Respondent's submissions 

  1. The Respondent submits that these documents, which include explanations as well as pre-existing documents, were compelled from a stranger to this proceeding, being Ausvision, the operator of the livestock facility, using the Tribunal's coercive powers under s 35 of the SAT Act. That apparent purpose of that order was for the purposes of the Tribunal's review proceeding. Ausvision had the opportunity to apply to discharge or vary the s 35 orders before complying but elected not to do so.

  2. However, Ausvision may have objected if it had known the documents and information would be used in CIV 1763 of 2021, the aim of which is to directly affect its licence (and therefore its operations). 

Consideration and decision in relation to category 1 

  1. In relation to this category of documents, I am not inclined to grant leave. 

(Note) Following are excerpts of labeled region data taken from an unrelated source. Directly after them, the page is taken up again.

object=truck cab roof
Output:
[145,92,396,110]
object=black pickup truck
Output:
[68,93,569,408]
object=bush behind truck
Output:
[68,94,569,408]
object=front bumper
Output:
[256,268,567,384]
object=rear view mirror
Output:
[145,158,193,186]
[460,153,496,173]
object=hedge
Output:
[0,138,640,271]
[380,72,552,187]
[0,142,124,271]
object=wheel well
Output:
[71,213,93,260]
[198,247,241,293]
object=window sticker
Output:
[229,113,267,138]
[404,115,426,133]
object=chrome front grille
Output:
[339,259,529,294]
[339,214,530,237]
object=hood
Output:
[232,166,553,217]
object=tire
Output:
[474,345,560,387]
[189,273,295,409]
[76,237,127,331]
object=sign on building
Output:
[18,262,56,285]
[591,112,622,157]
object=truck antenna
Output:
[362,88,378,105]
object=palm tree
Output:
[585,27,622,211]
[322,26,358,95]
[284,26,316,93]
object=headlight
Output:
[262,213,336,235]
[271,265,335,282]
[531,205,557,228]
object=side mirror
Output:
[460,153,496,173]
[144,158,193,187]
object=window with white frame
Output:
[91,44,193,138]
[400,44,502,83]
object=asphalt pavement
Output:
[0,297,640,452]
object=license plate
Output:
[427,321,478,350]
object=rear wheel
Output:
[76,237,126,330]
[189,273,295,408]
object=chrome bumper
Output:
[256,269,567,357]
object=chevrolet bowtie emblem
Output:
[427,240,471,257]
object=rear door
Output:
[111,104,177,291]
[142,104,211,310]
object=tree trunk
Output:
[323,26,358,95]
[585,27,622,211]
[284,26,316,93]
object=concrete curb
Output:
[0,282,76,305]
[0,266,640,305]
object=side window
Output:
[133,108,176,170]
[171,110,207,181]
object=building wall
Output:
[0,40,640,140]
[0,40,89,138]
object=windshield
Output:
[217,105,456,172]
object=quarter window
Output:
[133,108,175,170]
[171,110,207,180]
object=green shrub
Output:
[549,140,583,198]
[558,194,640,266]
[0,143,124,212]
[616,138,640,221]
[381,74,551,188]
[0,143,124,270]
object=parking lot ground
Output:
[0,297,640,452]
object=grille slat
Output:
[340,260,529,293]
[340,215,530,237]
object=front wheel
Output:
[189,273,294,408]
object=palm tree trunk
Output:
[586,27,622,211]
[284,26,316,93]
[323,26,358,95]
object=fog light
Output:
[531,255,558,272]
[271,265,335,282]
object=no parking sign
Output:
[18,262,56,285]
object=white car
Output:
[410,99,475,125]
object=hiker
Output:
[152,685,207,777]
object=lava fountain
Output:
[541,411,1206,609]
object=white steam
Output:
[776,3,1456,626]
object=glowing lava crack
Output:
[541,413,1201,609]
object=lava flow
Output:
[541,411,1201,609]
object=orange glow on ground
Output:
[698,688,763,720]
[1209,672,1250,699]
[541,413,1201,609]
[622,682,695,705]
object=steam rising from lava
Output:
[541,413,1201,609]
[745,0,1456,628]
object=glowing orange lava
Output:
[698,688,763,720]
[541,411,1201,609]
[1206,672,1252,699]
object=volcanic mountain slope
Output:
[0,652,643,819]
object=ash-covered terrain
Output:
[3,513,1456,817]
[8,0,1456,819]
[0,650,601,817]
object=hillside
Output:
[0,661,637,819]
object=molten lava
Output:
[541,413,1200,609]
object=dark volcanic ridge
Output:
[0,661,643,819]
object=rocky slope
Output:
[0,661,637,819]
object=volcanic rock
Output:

  2. In my view, it is relevant that the documents in question were compelled by the Tribunal pursuant an order made under s 35 of the SAT Act. Section 35 of the SAT Act enables the Tribunal to order a person, not being a party to the proceeding, to produce a document or material to the Tribunal or the party within the time specified in the order.

  3. As I have explained, I do not accept the Applicant's global submission that there is any commonality of parties between CIV 1763 of 2021 and the Tribunal proceeding.  The environmental regulator is not a party to the Tribunal proceeding, nor is Ausvision.  As I understand it, the WAPC is unlikely to be a party to CIV 1763 of 2021.  Nor is there absolute commonality between the subject matters of each proceeding, although I accept that odour will be a central issue in both.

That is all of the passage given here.